I know my client shouldn't have put characters in there of course, but it's very possible to accidentally put in wrong data in a form field. I think the decimal field should display an error rather than raising an exception at this point.

I'm using this for now:

        class SafeDecimalField(forms.DecimalField):
            def to_python(self, value):
                try:
                    return super(SafeDecimalField, self).to_python(value)
                except Exception, ex:
                    return Decimal("0.0")

Change History (5)

comment:1 by Julien Phalip, 12 years ago

Raising a ValidationError is actually the way to return an error message to the user.

Note that models.fields.DecimalField.to_python() catches a different error (decimal.InvalidOperation). Maybe the form field should also catch decimal.InvalidOperation instead of DecimalException.

Could you please provide a minimal test case reproducing the problem you're facing?

comment:2 by Julien Phalip, 12 years ago

Triage Stage: UnreviewedAccepted

Accepting at least on the basis that models.fields.DecimalField.to_python() and form.fields.DecimalField.to_python() should have a more consolidated way of handling exceptions. Again, a test demonstrating an actual use case would also be useful.

comment:3 by Cliff Dyer, 12 years ago

Owner: changed from nobody to Cliff Dyer
Status: newassigned

I'm having trouble reproducing a text input that doesn't trigger a validation error.

The decimal module has certain flags that occur in non-normal circumstances. The flags raise exceptions (of the same name) if "traps" are set for them. By default, traps are set for InvalidOperation, DivisionByZero and Overflow. All of the flags are subclasses of DecimalException.

InvalidOperation is what happens when a string is passed to Decimal that doesn't represent a number. So I thought perhaps the trap was being turned off on InvalidOperation. But without the trap, an InvalidOperation produces a Decimal('NaN') as the documentation specifies, and Decimal('NaN') triggers the same ValidationError, so that isn't the issue.

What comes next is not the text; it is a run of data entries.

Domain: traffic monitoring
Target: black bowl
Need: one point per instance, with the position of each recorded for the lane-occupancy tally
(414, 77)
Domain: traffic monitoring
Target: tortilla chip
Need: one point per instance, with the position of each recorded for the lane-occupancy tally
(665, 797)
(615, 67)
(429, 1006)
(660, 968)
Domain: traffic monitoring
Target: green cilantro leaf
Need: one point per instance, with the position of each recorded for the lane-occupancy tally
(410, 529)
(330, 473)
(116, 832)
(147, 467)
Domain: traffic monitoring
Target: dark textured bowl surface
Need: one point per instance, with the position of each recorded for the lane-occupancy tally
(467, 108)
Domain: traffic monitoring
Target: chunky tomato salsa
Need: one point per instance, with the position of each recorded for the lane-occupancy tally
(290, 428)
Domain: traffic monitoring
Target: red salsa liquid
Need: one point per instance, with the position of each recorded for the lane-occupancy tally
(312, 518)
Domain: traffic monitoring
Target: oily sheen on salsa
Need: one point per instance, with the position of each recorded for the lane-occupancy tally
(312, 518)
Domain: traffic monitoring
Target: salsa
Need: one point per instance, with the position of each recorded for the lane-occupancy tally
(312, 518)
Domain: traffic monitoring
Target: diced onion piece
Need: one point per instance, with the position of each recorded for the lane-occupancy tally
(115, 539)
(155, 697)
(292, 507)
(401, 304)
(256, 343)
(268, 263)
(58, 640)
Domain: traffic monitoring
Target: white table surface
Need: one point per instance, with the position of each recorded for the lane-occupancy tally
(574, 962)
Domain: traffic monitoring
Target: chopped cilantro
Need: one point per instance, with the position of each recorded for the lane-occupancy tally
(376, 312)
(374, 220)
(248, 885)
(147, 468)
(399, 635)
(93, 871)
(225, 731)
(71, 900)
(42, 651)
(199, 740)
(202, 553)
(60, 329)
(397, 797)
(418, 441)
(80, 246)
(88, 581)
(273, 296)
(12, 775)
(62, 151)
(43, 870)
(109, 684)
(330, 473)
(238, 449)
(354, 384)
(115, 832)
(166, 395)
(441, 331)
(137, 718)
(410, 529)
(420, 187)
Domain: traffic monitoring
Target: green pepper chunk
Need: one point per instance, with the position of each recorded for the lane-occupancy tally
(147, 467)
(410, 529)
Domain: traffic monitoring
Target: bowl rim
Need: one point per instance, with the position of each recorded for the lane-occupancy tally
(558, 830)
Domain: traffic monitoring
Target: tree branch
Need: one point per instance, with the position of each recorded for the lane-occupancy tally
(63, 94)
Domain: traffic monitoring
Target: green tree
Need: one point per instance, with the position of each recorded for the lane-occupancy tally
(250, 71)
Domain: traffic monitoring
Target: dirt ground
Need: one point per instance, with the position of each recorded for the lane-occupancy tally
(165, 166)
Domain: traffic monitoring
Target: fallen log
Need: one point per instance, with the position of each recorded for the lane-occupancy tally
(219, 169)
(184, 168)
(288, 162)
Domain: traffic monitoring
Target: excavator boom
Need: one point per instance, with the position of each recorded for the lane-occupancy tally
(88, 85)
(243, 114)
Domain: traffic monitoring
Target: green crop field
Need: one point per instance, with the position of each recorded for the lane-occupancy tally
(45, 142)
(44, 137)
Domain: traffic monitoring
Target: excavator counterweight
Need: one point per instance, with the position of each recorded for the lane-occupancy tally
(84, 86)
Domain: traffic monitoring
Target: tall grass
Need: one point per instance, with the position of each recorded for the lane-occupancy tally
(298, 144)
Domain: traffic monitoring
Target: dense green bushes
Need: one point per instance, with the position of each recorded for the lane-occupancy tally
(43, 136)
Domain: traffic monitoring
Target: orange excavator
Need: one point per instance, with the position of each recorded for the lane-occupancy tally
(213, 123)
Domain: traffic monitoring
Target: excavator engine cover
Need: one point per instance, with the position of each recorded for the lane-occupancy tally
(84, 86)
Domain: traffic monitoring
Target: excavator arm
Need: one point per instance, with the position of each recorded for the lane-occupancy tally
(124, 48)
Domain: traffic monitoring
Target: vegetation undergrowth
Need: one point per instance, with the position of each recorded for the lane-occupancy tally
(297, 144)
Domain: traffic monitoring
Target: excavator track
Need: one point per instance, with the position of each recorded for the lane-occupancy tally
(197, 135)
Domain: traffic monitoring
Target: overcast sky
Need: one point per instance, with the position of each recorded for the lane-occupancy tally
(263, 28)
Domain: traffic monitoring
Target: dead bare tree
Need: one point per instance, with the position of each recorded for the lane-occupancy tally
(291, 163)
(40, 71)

Overflow only seems to occur when math happens, not when numbers are instantiated from strings. Decimal will happily create an object for me with an exponent greater than emax, but if I try to add to it, I get an Overflow

    >>> import decimal
    >>> decimal.getcontext()
    >>> import decimal
    >>> decimal.getcontext()
    Context(prec=28, rounding=ROUND_HALF_EVEN, Emin=-999999999, Emax=999999999, capitals=1, flags=[], traps=[Overflow, DivisionByZero, InvalidOperation])
    >>> decimal.getcontext().Emax=10
    >>> d = decimal.Decimal('1e9')
    >>> d
    Decimal('1E+9')
    >>> d * 100
    Traceback (most recent call last):
      ...
    decimal.Overflow: above Emax
    >>> d = decimal.Decimal('1E11')
    >>> d
    Decimal('1E+11')
    >>> 

It seems as though InvalidOperation is the only kind of DecimalException that you would hit when instantiating a Decimal object from a string. Thus, it's hard to see how you would not hit the ValidationError. A few questions for the reporter of this bug:

  1. What input is causing this error?
  2. Does your application alter the decimal context in any way?
  3. What is the result of print decimal.getcontext() right before the form is validated?
  4. Is your form doing anything special with the DecimalField? Custom validation or cleaning?

Thanks.

in reply to:  3 comment:4 by anonymous, 12 years ago

I've tried to produce a test case that would be helpful for you, but after creating arbitrary models to simulate the problem everything was working perfectly. I think i must conclude that the problem is somewhere in my code then (or the satchmo base that i'm using). I'll check it out and let you know if i can find anything on it.

comment:5 by Claude Paroz, 11 years ago

Resolution: needsinfo
Status: assignedclosed

Closed as needinfo until a test case can demonstrate the issue.